Breaking News

Ada yang Menarik dari Kasus Pasar Cinde

Penulis: H. Albar Sentosa Subari, S.H., S.U.  (Pengamat Hukum)

Jendelakita.my.id. - Membaca portal Rakyat.co.id edisi 4 Juli 2025 yang mengutip pemberitaan dari Tribun Sumsel.com, terdapat hal menarik yang patut dicermati, terutama bagi seorang pengamat hukum. Dalam berita tersebut, disebutkan bahwa Kejaksaan Tinggi Sumatera Selatan, dalam proses penyelidikan dan penyidikan kasus Pasar Cinde, menemukan adanya upaya “peran pengganti” dengan kompensasi sebesar Rp17 miliar.

Fakta ini terungkap dari bukti elektronik berupa percakapan melalui aplikasi pesan singkat (chatting handphone). Lebih lanjut, ditemukan pula adanya upaya untuk menghalangi proses penyelidikan, di mana terdapat pihak yang “memasang badan” sebagai bentuk pengalihan tanggung jawab dengan imbalan kompensasi tersebut.

Terlepas dari kasus tersebut, penulis tidak akan membahas substansi perkara secara mendalam karena kasus ini sudah berada dalam ranah penegakan hukum oleh Kejaksaan Tinggi, sehingga secara etika tidak pantas untuk diintervensi.

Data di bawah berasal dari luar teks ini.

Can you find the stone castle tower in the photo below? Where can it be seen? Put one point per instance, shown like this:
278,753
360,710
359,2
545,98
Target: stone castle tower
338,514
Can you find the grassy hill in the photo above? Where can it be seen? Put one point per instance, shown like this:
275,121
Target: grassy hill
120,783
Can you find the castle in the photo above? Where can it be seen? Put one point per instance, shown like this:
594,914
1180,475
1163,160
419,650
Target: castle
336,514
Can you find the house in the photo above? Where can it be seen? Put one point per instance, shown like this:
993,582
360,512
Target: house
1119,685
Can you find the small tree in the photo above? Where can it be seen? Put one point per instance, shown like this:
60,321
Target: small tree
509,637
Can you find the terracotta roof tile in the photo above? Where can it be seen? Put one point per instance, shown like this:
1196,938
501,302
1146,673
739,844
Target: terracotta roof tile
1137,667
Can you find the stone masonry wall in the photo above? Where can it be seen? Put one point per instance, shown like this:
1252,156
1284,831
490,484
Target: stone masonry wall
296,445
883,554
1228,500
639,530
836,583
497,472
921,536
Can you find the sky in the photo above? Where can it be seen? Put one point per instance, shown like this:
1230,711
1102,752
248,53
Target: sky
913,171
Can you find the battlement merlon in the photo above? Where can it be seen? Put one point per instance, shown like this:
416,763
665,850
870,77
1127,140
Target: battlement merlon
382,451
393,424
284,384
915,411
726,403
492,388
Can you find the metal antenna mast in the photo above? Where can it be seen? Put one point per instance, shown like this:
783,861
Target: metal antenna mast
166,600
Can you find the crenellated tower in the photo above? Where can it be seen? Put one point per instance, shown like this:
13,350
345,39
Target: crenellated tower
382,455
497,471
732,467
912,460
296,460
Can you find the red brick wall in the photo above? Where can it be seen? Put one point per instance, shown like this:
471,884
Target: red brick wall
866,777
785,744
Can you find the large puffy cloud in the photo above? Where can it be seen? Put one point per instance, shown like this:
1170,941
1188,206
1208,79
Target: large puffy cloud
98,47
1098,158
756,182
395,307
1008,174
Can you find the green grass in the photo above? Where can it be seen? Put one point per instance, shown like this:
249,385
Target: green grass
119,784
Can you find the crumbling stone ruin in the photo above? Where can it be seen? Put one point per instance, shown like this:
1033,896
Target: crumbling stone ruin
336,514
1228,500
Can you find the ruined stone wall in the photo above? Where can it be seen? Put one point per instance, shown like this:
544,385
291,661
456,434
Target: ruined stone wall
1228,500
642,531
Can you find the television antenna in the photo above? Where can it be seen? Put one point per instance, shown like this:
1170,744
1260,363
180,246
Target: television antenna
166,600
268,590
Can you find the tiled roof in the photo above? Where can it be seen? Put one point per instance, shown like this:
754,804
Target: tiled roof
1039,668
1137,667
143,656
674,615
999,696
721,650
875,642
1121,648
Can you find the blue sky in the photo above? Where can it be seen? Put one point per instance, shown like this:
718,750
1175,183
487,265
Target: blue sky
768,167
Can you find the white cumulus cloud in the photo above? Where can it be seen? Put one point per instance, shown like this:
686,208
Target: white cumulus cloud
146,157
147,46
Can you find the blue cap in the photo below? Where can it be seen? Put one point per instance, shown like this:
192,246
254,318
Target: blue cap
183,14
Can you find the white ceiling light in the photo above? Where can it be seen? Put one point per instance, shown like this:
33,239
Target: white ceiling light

Penulis hanya berupaya melihatnya dari sisi normatif dengan merujuk pada Kitab Undang-Undang Hukum Pidana (KUHP), baik KUHP lama yang berlaku berdasarkan Memori Penjelasan Mengenai Undang-Undang Nomor 1 Tahun 1946 Republik Indonesia tentang Peraturan Hukum Pidana untuk Seluruh Wilayah Indonesia dan Mengubah Kitab Undang-Undang Hukum Pidana, maupun KUHP baru, yakni Undang-Undang Nomor 1 Tahun 2023 tentang KUHP yang akan mulai berlaku pada 2 Januari 2026 (Lembaran Negara Republik Indonesia Tahun 2023 Nomor 1).

Pada Bab II KUHP baru, yang berjudul Tindak Pidana dan Pertanggungjawaban Pidana (Pasal 12 sampai dengan Pasal 50), terdapat Paragraf 2 yang mengatur tentang permufakatan jahat, sebagaimana tertuang dalam Pasal 13. Ketentuan ini secara substansial memiliki kesamaan dengan Pasal 55 KUHP lama, yang juga sering digunakan oleh penegak hukum untuk mengaitkan pihak-pihak yang terlibat dalam suatu tindak pidana.

Menurut pemikiran Prof. Satjipto Rahardjo dan Prof. Mr. Mulyatno, para guru besar hukum pidana dari Universitas Indonesia dan Universitas Gadjah Mada, konsep “perbuatan pidana” mencakup pula bentuk partisipasi dalam tindak pidana. Hal ini tertuang dalam Bab V KUHP lama tentang Turut Serta Melakukan Perbuatan yang Dapat Dihukum.

Pasal 55 ayat (1) menyebutkan bahwa dapat dihukum sebagai pelaku tindak pidana:

  1. Orang yang melakukan, yang menyuruh melakukan, atau yang turut melakukan perbuatan pidana;

  2. Orang yang, dengan pemberian, perjanjian, penyalahgunaan kekuasaan atau pengaruh, kekerasan, ancaman, tipu daya, atau dengan memberikan kesempatan, sarana, atau keterangan, secara sengaja membujuk orang lain untuk melakukan perbuatan pidana.

Ayat (2) menegaskan bahwa pertanggungjawaban hanya berlaku untuk perbuatan yang memang secara sengaja dibujuk dan menimbulkan akibat oleh pihak yang bersangkutan.

Kata kunci dari Pasal 55 KUHP adalah persamaan kedudukan hukum dan pertanggungjawaban pidana bagi pelaku utama, pihak yang turut serta, dan pihak yang membantu melakukan tindak pidana. Istilah-istilah ini (pelaku, turut serta, dan membantu melakukan) merupakan kajian penting dalam dunia akademik, khususnya dalam ilmu hukum pidana.

Hal ini terbukti dengan dimasukkannya bahasan tersebut secara khusus dan berurutan dalam buku-buku literatur hukum pidana, seperti karya Prof. Satjipto, Prof. Mulyatno, dan Utrecht dalam Hukum Pidana I dan II.